People attend a ceremony to rebury the remains of Jews killed by Nazis in a local ghetto during World War Two, which were recently found at a construction site in a residential area, in the city of Brest, Belarus May 22, 2019. REUTERS/Stringer

BREST, Belarus (Reuters) – Belarus on Wednesday buried more than 1,200 Jewish Holocaust victims whose remains were unearthed this year after builders stumbled across a Nazi-era mass grave beneath a construction site in a residential area.

Soldiers were called into the city center of Brest on Belarus’ western border with Poland where they exhumed the bones of 1,214 people killed during the Nazi occupation at the site of what served as a Jewish ghetto from 1941-42.

Their remains were buried on Wednesday in 120 blue caskets embossed with the star of David that were laid side-by-side and two-deep in a giant grave in a city cemetery to the north of Brest at a ceremony led by a local Jewish rabbi.

The funeral ceremony, which also featured a gun salute by Belarusian soldiers, was attended by around 300 people including Israel’s ambassador in Belarus and Jewish community members.

Attendees, some of whom closed their eyes in prayer, took turns to toss earth onto the caskets before the pit was filled in.

“The soul goes up to heaven through this process, so it was very important for the Jewish community that it was all done with Jewish custom,” said Israel’s ambassador in Belarus, Alon Shoham.

Nazi Germany occupied Belarus, then part of the Soviet Union, during World War Two.
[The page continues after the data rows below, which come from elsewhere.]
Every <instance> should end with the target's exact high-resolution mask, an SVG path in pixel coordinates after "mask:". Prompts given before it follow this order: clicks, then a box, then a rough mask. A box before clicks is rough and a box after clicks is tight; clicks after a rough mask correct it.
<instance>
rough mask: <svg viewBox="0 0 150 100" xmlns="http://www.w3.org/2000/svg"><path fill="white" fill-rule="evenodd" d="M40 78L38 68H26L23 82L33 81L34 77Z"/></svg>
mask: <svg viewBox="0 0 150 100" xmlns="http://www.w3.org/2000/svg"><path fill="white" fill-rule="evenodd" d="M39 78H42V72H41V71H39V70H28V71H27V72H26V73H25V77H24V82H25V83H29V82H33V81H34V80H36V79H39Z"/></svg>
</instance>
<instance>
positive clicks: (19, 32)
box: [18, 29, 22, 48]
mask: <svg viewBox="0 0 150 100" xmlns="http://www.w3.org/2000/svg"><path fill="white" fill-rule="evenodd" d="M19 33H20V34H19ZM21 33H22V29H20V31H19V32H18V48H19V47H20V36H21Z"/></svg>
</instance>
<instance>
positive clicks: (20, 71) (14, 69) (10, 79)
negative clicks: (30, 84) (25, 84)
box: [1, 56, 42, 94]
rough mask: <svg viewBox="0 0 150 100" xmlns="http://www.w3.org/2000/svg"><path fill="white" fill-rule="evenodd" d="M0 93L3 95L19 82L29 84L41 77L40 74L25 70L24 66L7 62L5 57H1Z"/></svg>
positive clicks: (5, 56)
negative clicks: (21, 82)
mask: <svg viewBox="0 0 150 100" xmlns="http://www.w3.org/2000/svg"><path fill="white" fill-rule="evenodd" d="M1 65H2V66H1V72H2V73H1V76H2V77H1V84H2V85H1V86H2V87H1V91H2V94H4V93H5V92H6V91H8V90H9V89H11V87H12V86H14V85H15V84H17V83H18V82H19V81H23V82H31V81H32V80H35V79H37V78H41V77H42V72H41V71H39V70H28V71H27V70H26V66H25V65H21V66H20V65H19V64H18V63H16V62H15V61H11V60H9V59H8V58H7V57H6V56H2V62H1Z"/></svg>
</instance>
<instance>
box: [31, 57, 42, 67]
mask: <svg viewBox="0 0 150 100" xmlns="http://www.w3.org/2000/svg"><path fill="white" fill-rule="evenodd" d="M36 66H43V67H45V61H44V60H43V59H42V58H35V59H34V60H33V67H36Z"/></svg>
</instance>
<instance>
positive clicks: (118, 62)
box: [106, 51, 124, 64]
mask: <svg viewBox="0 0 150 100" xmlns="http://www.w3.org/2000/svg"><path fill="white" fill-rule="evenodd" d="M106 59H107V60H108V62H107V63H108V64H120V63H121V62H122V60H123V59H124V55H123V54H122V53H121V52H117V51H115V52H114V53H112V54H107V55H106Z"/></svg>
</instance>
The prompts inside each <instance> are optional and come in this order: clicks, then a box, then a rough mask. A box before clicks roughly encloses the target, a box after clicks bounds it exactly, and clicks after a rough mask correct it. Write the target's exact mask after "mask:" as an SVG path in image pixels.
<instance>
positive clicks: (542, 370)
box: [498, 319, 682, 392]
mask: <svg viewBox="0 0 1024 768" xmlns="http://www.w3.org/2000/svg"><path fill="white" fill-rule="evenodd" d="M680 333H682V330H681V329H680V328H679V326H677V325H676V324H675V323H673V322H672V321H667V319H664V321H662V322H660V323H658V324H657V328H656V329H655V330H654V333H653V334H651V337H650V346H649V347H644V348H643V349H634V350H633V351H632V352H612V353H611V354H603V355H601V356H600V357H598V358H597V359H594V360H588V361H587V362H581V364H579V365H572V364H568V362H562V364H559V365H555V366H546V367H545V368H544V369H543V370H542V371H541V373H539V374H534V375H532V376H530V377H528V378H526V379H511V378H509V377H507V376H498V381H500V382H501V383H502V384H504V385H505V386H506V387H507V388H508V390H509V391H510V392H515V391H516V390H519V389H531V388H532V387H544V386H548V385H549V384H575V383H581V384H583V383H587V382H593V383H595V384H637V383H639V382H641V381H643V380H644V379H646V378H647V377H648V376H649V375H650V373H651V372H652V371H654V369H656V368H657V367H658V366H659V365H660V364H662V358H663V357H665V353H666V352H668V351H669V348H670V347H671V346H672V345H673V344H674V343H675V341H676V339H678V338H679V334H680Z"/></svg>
Tens of thousands of its Jews were killed by the Nazis. Brest was part of Poland before the war.

The mass grave was uncovered by chance in January as builders were laying the foundations for an elite housing development, prompting an operation to exhume their remains.

Some of the skulls they found bore bullet holes, suggesting victims had been executed by a shot to the back of the head. Soldiers also found personal effects such as leather shoes that had not rotted.

“I have mixed feelings,” Jewish community member Regina Simonenko said after the funeral. She said she had been shaken by the sheer horror of the events, but that it was important that they had been remembered.

“If we don’t remember, then things like this can happen again.”